$102650.959537 USD

0.04%

ethereum

$3143.610721 USD

-1.62%

xrp

$3.112987 USD

0.45%

tether

$0.999777 USD

-0.03%

solana

$233.280576 USD

-2.55%

bnb

$676.885796 USD

-0.27%

usd-coin

$1.000051 USD

0.01%

dogecoin

$0.331944 USD

-0.55%

cardano

$0.943614 USD

-0.83%

tron

$0.242693 USD

-1.73%

chainlink

$23.424739 USD

-3.22%

avalanche

$33.482250 USD

-1.59%

stellar

$0.401846 USD

-1.42%

toncoin

$4.873784 USD

-2.06%

hedera

$0.308794 USD

-2.26%

加密货币新闻

思想链：推理出现在语言模型中

2025/01/29 05:00

经过训练以表达扩展思维链的新模型将在其代码和数学的突破性领域之外概括。

This post is early to accommodate some last minute travel on my end!

这篇文章还早，可以容纳我尽头的最后一分钟旅行！

The new models trained to express extended chain of thought are going to generalize outside of their breakthrough domains of code and math. The “reasoning” process of language models that we use today is chain of thought reasoning. We ask the model to work step by step because it helps it manage complexity, especially in domains where the answer requires precision across multiple specific tokens. The domains where chain of thought (CoT) is most useful today are code, mathematics, and other “reasoning” tasks1. These are the domains where models like o1, R1, Gemini-Thinking, etc. were designed for.

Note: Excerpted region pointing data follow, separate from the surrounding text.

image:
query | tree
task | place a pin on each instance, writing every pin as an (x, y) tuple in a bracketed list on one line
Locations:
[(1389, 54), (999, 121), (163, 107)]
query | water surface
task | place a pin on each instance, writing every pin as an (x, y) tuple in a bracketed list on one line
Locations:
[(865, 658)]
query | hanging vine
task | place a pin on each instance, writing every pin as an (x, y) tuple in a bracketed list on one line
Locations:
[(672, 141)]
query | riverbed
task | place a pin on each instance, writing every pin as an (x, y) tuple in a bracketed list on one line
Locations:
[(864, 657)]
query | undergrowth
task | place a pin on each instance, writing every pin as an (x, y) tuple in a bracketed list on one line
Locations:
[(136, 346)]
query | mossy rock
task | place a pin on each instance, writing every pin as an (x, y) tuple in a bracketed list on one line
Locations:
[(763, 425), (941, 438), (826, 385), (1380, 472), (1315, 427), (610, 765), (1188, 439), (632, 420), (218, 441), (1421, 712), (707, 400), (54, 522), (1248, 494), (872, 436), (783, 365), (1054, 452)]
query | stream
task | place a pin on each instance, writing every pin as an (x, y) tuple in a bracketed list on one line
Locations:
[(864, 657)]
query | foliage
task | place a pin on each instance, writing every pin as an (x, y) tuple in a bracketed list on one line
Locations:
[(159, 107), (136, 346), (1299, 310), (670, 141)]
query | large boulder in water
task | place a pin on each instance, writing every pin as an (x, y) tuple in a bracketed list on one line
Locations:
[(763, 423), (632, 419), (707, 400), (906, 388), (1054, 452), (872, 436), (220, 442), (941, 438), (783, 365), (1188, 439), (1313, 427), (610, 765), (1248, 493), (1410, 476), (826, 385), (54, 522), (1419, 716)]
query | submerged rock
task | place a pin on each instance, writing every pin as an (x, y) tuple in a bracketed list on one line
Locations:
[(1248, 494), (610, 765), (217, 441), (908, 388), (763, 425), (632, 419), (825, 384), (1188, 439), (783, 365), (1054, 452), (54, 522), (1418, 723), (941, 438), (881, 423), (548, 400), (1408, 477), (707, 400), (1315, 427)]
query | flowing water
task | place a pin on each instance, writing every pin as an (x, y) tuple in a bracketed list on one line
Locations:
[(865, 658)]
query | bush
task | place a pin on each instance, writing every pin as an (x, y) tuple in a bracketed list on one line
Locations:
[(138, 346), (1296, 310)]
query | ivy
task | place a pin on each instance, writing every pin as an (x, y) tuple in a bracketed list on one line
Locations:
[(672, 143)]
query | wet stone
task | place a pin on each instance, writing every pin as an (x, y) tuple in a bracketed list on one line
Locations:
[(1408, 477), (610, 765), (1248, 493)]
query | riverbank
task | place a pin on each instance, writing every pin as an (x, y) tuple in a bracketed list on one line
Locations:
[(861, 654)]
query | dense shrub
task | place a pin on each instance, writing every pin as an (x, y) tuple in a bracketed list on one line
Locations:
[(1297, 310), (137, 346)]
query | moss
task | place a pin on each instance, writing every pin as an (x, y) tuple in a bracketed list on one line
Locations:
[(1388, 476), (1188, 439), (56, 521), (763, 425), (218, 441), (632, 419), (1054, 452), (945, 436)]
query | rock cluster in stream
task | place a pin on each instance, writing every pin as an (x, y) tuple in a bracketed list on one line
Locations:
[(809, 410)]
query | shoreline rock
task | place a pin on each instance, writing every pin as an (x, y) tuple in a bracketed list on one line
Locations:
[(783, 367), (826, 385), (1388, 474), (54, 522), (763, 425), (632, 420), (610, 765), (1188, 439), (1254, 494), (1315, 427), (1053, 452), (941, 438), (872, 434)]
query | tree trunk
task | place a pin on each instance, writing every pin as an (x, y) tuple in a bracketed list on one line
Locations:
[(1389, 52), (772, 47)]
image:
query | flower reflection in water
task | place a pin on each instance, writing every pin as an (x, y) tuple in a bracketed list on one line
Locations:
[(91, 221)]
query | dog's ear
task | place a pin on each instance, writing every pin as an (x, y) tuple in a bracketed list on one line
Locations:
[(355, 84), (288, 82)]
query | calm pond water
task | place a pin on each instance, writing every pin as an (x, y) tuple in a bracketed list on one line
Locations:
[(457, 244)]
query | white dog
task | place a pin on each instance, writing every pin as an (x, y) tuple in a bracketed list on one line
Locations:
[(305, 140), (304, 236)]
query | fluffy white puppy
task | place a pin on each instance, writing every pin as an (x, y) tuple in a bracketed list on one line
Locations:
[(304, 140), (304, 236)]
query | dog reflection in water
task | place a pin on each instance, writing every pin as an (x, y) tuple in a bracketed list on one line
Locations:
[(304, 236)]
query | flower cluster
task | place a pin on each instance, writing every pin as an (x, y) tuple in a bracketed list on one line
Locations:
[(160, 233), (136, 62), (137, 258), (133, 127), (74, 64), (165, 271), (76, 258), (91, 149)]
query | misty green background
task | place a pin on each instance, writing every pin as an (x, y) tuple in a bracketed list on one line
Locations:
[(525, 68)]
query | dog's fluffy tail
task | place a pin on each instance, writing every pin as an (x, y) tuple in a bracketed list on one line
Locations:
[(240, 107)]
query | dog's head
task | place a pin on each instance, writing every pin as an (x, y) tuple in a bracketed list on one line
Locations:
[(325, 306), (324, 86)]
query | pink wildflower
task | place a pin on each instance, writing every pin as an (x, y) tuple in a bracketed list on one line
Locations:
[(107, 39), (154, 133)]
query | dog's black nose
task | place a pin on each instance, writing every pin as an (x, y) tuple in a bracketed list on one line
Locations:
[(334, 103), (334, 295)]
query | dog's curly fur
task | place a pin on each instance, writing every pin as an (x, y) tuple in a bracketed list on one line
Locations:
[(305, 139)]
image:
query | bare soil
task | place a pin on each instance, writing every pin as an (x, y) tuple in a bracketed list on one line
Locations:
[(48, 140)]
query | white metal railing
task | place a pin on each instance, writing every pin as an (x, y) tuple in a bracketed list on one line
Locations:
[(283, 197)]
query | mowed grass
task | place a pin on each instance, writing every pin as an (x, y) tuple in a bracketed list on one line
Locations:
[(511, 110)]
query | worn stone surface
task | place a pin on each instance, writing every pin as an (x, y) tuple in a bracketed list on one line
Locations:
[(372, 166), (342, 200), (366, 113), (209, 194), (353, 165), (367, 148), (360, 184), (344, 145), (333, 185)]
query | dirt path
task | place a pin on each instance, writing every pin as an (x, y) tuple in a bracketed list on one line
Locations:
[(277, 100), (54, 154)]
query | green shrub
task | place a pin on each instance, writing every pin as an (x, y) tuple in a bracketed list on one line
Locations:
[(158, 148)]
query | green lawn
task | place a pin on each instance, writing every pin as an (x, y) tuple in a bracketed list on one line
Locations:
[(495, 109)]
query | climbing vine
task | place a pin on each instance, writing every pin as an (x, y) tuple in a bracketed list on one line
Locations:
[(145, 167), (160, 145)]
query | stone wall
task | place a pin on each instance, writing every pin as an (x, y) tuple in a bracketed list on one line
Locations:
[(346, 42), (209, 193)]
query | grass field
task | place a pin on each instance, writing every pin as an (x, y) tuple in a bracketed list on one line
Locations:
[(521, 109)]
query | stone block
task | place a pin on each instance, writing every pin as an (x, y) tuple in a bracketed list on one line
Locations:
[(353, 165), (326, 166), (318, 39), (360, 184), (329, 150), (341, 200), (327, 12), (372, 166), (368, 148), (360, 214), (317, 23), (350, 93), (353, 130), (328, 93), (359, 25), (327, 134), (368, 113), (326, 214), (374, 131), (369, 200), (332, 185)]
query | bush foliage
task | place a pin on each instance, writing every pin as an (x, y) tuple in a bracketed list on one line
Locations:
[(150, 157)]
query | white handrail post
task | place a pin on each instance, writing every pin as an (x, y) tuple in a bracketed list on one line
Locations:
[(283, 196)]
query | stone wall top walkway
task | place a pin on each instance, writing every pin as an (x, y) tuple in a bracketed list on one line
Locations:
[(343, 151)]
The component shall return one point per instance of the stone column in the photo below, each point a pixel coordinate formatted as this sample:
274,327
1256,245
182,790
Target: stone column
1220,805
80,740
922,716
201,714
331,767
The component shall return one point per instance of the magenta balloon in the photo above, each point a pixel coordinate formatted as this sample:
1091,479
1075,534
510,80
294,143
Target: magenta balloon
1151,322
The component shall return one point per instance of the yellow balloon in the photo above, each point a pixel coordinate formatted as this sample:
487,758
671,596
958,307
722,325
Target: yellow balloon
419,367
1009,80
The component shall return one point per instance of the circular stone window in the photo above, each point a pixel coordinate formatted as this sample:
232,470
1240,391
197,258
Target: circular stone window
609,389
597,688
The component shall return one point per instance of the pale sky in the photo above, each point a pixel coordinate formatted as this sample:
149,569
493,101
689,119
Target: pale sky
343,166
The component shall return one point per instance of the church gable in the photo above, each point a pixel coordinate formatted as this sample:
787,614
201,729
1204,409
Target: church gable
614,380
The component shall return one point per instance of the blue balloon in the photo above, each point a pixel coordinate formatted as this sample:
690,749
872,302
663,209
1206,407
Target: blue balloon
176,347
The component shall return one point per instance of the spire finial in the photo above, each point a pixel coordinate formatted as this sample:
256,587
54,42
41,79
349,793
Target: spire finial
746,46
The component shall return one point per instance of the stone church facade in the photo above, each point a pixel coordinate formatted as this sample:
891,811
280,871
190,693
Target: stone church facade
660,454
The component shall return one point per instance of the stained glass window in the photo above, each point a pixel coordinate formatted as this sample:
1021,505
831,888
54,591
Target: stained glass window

经过训练以表达扩展思维链的新模型将在其代码和数学的突破性领域之外概括。我们今天使用的语言模型的“推理”过程是思想推理链。我们要求该模型逐步工作，因为它可以帮助其管理复杂性，尤其是在答案需要多个特定令牌的域中。当今最有用的思想链（COT）的域是代码，数学和其他“推理”任务1。这些是为O1，R1，Gemini-Inkining等设计的域名。

Different intelligences reason in different ways that correspond to how they store and manipulate information. Humans compress a lifetime of experience into our spectacular, low-power brains that draw on past experience almost magically. The words that follow in this blog are also autoregressive, like the output of a language model, but draw on hours and hours of background processing as I converge on this argument.

不同的智能理由以不同的方式与他们如何存储和操纵信息相对应。人类将一生的经验压缩到我们壮观的低功耗大脑中，这些大脑几乎神奇地借鉴了过去的经验。此博客中随之而来的单词也是自回归的，例如语言模型的输出，但是在我汇总该参数时，会在数小时的背景处理中使用。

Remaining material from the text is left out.